J.C. Penney has seen a lot of upheaval of late.  Not only with a new marketing plan, but also a major renovation of its pricing system, which, according to reports by Time, has resulted in months of subpar sales and widespread confusion among customers.   

Now it looks like the internal communications department has an even bigger problem on its hands.

Within the last year, J.C. Penney has seen considerable changes in management. In November, the company brought Ron Johnson on to the team as the CEO. Soon after assuming that role, Johnson hired Michael Francis as president. Now, less than eight months later, J.C. Penney has announced that Francis will no longer be with the company. 

How should J.C. Penney’s internal communicators handle this issue? What is the message they should convey and how should they communicate it to the public?

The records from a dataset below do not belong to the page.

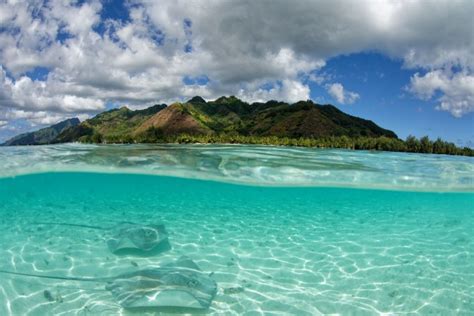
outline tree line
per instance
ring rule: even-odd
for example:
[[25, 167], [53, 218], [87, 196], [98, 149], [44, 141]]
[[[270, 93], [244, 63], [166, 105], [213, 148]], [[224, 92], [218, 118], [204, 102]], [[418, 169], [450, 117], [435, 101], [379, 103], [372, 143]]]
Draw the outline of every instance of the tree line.
[[446, 142], [440, 138], [433, 141], [430, 140], [428, 136], [418, 139], [411, 135], [405, 140], [386, 136], [290, 138], [277, 136], [248, 136], [239, 134], [165, 135], [160, 129], [151, 128], [146, 133], [135, 137], [132, 137], [131, 135], [117, 135], [115, 137], [104, 138], [101, 135], [94, 133], [93, 135], [82, 138], [81, 141], [86, 143], [230, 143], [474, 156], [474, 150], [469, 147], [457, 147], [454, 143]]

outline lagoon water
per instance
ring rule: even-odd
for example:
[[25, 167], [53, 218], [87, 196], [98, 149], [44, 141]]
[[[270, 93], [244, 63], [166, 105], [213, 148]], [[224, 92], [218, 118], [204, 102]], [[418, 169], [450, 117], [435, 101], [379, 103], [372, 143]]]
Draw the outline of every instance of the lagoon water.
[[[172, 249], [116, 256], [103, 231], [54, 224], [123, 221], [164, 223]], [[21, 273], [104, 277], [186, 255], [218, 284], [209, 315], [474, 315], [469, 157], [4, 147], [0, 232], [0, 270]], [[0, 315], [137, 313], [100, 283], [1, 274]]]

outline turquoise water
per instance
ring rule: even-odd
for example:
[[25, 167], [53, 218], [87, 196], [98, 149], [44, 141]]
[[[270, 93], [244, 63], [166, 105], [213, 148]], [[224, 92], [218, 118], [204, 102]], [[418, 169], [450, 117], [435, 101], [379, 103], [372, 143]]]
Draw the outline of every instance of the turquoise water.
[[[473, 315], [473, 171], [283, 147], [0, 148], [0, 270], [103, 277], [186, 255], [217, 282], [209, 315]], [[121, 221], [164, 223], [172, 249], [116, 256], [101, 230], [38, 224]], [[137, 315], [99, 283], [0, 275], [0, 315], [53, 314]]]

Andrew Goldberg, EVP of Makovsky + Company, says that the message internal communicators at J.C. Penney should convey is that, “quick leadership changes needed to be made in order to simplify and speed up the execution of a strong marketing and pricing plan.” Goldberg believes that they should also make a point to explain that as a result of this change, top management will be more cohesive and focused on successfully executing its value strategy. It is critical that this message is communicated to the sales force and employees, as well as the investors and analysts.

Brenda C. Siler, director and founder of Best Communication Strategies, has provided some pointers for the internal communicators at J.C. Penney.

Assemble a Team: This team should be assembled from the existing staff and should be in charge of managing the strategy around this company change in management issue.

Ensure Transparency: It is imperative that when working with the existing senior staff the team ensures transparency. This will maintain employee moral and confidence.

Management-to-Staff Tactics: Manage video conferences, small group dialogues, etc. Focus on a range of issues. For each tactic executed, be sure there are well developed “what if?” scenarios. This will help reassure employees that the turnaround plan and strategy is going to be effective.